# STEM-BIO-AI Audit Report: yorkeccak/bio
## When a README Claim Meets a Deterministic Scanner

**Published:** May 2026  
**Evaluation Target:** [yorkeccak/bio](https://github.com/yorkeccak/bio)  
**Evaluation Engine:** STEM-BIO-AI v1.7.7  
**Execution Mode:** LOCAL_ANALYSIS  
**Audit Expires:** 2026-06-30 (45-day freshness window)

---

## Executive Summary

| Field | Value |
|---|---|
| Final Score | **48 / 100** |
| Formal Tier | **T1 Quarantine** |
| Use Scope | Exploratory review only. No patient-adjacent use. |
| Replication Tier | **R1 (Stage 4: 30/100)** |
| AIRI Coverage | **7 / 32** |

The `T1 Quarantine` result is justified. The repository presents a strong bio-facing README and a recognizable data-source story, but it still lacks the engineering, governance, and deployment-boundary evidence needed for patient-adjacent or regulated use. The most important shift in the current `1.7.7` output is not the final score itself. It is that the report now surfaces external-service dependency and unsupported legal/compliance claims more explicitly, and no longer presents `Code Integrity` or `AIRI` in a way that looks artificially clean.

---

## What STEM-BIO-AI Measures

STEM-BIO-AI is a deterministic local CLI scanner. It does not execute model inference, make network requests, or run the target application. It evaluates repository evidence surfaces: what signals are present in README, docs, package metadata, dependency manifests, CI/test infrastructure, code structure, and replication artifacts.

The evaluation is organized into four stages.

| Stage | Weight | Description |
|---|---:|---|
| Stage 1 README Evidence Signal | 0.40 | What the README and package metadata claim |
| Stage 2R Repo-Local Consistency | 0.20 | Whether local code/doc surfaces support those claims |
| Stage 3 Code/Bio Responsibility | 0.40 | Engineering governance: tests, CI/CD, provenance, bias, release hygiene |
| Stage 4 Replication Evidence | reported separately | Reproducibility infrastructure |

Stage 4 is reported separately and does not alter the final score.

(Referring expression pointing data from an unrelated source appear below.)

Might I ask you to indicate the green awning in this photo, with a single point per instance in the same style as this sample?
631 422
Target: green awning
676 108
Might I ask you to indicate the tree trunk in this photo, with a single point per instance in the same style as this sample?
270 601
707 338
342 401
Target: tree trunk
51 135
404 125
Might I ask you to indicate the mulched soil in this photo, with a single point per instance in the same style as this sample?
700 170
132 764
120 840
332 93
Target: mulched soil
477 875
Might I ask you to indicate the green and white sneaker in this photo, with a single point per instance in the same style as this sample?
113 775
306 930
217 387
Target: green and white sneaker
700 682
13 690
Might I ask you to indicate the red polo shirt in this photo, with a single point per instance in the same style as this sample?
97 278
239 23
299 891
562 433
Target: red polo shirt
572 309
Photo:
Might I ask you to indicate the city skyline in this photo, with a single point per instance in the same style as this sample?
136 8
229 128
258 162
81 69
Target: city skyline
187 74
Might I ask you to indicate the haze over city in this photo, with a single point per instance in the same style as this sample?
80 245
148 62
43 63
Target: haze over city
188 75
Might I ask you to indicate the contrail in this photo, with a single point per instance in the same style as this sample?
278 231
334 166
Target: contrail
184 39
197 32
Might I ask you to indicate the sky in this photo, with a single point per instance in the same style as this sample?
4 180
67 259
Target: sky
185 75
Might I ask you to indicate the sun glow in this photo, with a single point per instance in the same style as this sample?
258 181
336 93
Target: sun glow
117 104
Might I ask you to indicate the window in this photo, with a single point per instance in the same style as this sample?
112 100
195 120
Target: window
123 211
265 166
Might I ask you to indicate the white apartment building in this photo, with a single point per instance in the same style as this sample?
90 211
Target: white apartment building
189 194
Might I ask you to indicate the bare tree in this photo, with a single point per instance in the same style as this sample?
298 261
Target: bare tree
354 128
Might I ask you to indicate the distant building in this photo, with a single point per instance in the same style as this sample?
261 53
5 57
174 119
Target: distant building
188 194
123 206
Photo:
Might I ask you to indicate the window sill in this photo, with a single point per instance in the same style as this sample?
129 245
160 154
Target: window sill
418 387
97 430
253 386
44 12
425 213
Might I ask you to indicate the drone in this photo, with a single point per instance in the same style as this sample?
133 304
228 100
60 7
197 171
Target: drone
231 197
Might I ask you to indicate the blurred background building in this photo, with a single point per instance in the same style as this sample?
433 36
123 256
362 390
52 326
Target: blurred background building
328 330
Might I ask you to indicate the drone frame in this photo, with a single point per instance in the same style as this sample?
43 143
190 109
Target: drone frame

Stage 3 remains the heaviest weighted stage and is still the clearest reason this repository remains in quarantine.

---

## Score Breakdown

### Stage 1 — README Evidence Signal: 75/100

| Signal | Points |
|---|---:|
| Non-nascent README baseline | +60 |
| Bio/medical domain vocabulary in README | +10 |
| Bio/medical domain vocabulary in package metadata | +5 |
| Self-asserted privacy/compliance language without stronger grounding | +5 |
| CA-INDIRECT surface lacks explicit non-clinical boundary | -5 |

The README is the strongest part of the repository. It names the right biomedical sources, uses domain vocabulary competently, and presents a coherent user-facing story. But the same README also contains compliance-adjacent language that the reviewed repository sources do not substantiate.

The current scanner no longer treats `HIPAA-compliant architecture` as a strong regulatory-framework signal. It is now surfaced as a weaker self-assertion signal plus a separate unsupported legal/compliance claim warning. That is the right direction. The claim remains visible, but it is no longer credited as if the repository had demonstrated formal governance support.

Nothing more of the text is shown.